Con la tecnificación en los métodos represivos, hace ya más de veinte años decenas de militantes vascos sufrieron la sustitución de las alambradas y las rejas por la lejanía y el aislamiento.

Todo comenzó a principios de 1984, bajo el mandato del presidente francés François Mitterrand. Esta actitud de la Administración de París complementó una intensa campaña contra la comunidad de refugiados vascos, en la que la actuación de grupos parapoliciales como el GAL tuvo especial relevancia.

En este contexto, el Ejecutivo de Mitterrand, con la estrecha colaboración del Gobierno de Felipe Gonzalez, optó de nuevo por la deportación contra este colectivo, medida administrativa utilizada con profusión por este estado en diversas ocasiones.

Desde 1984 y hasta 1989 fueron cerca de 60 los refugiados vascos dispersados por diversos países de América y África, de los cuales, a día de hoy, siguen allí dieciocho; están dispersados por Cabo Verde, Panamá, Sao Tomé o Venezuela.

La situación que padecieron y que aún padecen algunos de ellos no es fácil, ya que la mayoría se han encontrado en un estado de indefensión jurídica notoria, sin ningún tipo de derecho propio de un Estado democrático y bajo la incertidumbre de una situación que los convierte, en definitiva, en ciudadanos inexistentes. Esta indefensión se acentúa desde un punto de vista jurídico, ya que, sin juicio previo, el deportado ha sido previamente juzgado y condenado de por vida sin ningún derecho a la defensa.
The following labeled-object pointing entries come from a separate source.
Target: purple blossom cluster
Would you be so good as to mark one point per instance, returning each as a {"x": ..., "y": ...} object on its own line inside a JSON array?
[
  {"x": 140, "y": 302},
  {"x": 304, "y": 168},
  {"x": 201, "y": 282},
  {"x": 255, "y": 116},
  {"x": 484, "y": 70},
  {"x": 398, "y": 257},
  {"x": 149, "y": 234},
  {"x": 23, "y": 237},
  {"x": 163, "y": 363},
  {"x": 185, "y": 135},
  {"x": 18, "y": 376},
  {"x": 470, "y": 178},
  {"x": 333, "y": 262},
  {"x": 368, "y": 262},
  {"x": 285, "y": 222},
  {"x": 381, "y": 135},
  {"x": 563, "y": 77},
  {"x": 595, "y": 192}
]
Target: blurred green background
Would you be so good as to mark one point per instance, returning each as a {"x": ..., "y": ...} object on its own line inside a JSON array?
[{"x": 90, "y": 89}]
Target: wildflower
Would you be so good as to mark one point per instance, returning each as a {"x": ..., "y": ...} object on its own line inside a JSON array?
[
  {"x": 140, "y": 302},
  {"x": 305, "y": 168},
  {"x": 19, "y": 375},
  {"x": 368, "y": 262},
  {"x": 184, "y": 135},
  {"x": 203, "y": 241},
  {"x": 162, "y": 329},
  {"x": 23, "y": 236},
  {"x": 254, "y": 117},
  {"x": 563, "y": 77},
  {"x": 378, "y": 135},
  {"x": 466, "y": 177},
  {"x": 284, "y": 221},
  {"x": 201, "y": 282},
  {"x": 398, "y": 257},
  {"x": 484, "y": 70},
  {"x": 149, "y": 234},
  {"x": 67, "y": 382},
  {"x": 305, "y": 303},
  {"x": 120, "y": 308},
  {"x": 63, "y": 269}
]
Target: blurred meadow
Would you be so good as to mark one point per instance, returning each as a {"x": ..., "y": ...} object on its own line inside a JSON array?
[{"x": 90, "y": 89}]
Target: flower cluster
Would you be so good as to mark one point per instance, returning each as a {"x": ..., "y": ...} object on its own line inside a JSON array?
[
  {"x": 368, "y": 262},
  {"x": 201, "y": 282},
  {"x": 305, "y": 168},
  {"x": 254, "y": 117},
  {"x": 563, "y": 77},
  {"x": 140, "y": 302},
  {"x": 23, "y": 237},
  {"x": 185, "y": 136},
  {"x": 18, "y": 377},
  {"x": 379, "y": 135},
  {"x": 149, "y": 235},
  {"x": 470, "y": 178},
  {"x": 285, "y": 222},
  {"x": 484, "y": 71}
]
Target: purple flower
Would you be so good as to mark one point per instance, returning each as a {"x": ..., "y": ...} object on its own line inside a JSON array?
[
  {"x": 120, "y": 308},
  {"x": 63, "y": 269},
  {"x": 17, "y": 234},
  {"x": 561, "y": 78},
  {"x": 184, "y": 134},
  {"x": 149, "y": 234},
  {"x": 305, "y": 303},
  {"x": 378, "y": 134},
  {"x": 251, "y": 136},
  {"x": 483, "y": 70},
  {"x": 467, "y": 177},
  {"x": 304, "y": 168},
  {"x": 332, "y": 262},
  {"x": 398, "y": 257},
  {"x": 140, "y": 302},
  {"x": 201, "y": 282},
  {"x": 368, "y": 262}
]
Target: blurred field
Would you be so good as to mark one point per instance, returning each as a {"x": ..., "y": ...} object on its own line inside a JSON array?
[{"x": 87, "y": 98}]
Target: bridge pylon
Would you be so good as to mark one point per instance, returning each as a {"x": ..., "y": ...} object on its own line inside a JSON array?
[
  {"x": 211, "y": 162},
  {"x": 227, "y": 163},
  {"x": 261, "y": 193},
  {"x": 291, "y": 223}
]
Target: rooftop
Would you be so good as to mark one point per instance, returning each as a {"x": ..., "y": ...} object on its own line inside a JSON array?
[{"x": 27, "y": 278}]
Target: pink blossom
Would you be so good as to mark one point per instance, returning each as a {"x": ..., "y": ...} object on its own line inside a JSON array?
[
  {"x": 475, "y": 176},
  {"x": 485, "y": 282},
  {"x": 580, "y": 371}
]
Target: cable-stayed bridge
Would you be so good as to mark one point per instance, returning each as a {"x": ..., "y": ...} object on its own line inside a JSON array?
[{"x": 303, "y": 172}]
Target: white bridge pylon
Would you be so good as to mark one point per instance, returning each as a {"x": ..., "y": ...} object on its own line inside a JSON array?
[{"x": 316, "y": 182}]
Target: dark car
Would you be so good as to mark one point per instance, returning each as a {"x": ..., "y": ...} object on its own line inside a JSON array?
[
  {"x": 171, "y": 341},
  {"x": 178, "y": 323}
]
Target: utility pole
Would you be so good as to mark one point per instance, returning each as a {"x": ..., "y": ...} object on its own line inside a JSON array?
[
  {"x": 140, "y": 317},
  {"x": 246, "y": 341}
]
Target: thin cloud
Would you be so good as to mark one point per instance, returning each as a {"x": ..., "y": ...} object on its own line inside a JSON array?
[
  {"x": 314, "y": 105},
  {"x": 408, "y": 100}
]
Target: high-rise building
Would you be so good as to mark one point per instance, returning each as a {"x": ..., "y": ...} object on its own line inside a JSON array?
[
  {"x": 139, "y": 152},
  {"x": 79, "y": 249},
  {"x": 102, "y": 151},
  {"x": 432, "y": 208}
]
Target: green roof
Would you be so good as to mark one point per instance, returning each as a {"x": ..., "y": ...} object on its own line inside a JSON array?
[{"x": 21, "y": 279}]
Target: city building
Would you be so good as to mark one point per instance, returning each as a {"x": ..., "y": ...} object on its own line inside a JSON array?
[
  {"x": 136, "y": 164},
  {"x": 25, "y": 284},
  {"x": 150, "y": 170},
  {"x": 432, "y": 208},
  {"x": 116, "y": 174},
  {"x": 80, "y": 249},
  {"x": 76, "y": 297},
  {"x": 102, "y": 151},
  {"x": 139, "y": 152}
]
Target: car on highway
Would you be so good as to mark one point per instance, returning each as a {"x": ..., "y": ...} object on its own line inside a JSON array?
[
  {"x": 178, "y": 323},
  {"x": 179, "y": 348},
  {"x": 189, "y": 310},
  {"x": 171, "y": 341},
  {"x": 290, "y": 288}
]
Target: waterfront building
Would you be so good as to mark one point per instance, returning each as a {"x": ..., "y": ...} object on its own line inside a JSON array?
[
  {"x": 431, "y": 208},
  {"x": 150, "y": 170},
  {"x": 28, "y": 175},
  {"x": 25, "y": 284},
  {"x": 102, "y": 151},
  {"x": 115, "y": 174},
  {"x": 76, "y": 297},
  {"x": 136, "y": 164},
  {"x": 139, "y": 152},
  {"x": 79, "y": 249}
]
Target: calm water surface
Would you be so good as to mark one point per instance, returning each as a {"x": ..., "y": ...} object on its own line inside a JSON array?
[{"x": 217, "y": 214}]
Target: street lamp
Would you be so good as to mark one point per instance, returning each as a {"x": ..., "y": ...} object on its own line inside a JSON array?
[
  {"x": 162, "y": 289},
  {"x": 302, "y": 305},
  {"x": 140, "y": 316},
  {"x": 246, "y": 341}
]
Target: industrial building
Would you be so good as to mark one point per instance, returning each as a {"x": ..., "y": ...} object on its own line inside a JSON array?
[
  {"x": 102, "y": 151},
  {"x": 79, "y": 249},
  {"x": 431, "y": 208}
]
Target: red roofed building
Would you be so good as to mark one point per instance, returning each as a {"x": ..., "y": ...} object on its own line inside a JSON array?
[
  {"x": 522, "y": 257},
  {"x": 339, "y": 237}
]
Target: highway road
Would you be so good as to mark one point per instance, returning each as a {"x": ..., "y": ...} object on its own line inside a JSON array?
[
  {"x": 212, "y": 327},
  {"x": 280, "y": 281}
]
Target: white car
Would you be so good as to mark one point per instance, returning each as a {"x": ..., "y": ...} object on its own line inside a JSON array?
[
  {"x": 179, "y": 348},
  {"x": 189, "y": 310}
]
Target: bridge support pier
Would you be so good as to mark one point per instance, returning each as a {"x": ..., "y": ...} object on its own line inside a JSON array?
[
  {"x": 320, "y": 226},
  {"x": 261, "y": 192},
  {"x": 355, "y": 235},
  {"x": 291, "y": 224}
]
En un primer momento todos ellos fueron exiliados en el Estado francés, donde compartían, a pesar de su condición, un territorio natural, Ipar Euskal Herria, y una pertenencia social a una comunidad política activa, lo que hizo preservar su propia cohesión. Tras la decisión de utilizar la deportación, estas sesenta personas fueron expulsadas a terceros países diferentes entre sí. Una medida que tanto el Estado español como el francés plantearon con el interés de romper la cohesión del colectivo.

De la distancia que acarreaban las expulsiones surgió un primer desarraigo geográfico, que más tarde dio paso a otros de tipo cultural, psicológico y comunicacional. Estas personas viven en un espacio de indefensión y desorientación generalizada. Para ellos, tanto el presente como el futuro son inciertos y marcados por una incógnita que se acrecienta con las oleadas represivas del Estado español y francés, como la actual situación en la que Madrid ha solicitado la entrega de la mayoría de ellos.

A día de hoy, 18 deportados vascos continúan en el destierro, sin que numerosos ciudadanos vascos conozcan incluso esta realidad. De aquellos sesenta, siete de ellos han conocido el lado más dramático de la deportación: la muerte a miles de kilómetros de sus lugares de origen. El último: Endika Iztueta.